정보
Drug toxicity prediction based on genotype-phenotype differences between preclinical models and humans
Abstract
[Background] A major hurdle in drug development is the poor translatability of preclinical toxicity findings to human outcomes, largely due to biological differences between humans and model organisms. This gap leads to high clinical trial attrition and post-marketing drug withdrawals. Existing toxicity prediction methods primarily rely on chemical properties and typically overlook these inter-species (or -organism) differences.

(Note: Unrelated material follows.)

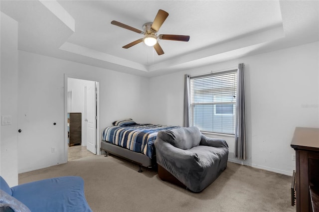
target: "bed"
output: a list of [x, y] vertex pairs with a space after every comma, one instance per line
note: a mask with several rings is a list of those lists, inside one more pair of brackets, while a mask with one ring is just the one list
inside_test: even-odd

[Methods] We developed a machine learning framework that incorporates genotype-phenotype differences (GPD) between preclinical models (cell lines and mice) and humans to improve the prediction of human drug toxicity. Clinical risk information on drugs (e.g., clinical trials or post-marketing surveillance) was obtained without bias from published reports, data sources, and databases. GPD of drug target was assessed across three biological contexts: gene essentiality, tissue expression profiles, and network connectivity. We benchmarked the GPD-based model against state-of-the-art toxicity predictors and evaluated its performance using independent datasets and chronological validation.
[Findings] Using a dataset of 434 risky and 790 approved drugs, GPD features were significantly associated with drug failures due to severe adverse events. The Random Forest model integrating GPD with chemical features demonstrated enhanced predictive accuracy (AUPRC = 0.63 vs. baseline 0.35; AUROC = 0.75 vs. baseline 0.50), particularly for neurotoxicity and cardiovascular toxicity, two major causes of clinical failures that were previously overlooked due to their chemical properties alone. Our model outperformed state-of-the-art chemical structure-based models and demonstrated a practical ability to anticipate future drug withdrawals in real-world settings.
[Interpretation] Incorporating differences in genotype-phenotype relationships offers a biologically grounded strategy for drug toxicity prediction. Our framework enables early identification of high-risk drugs in clinical development. This approach holds promise for reducing development costs, improving patient safety, and increasing the success rate of therapeutic approvals.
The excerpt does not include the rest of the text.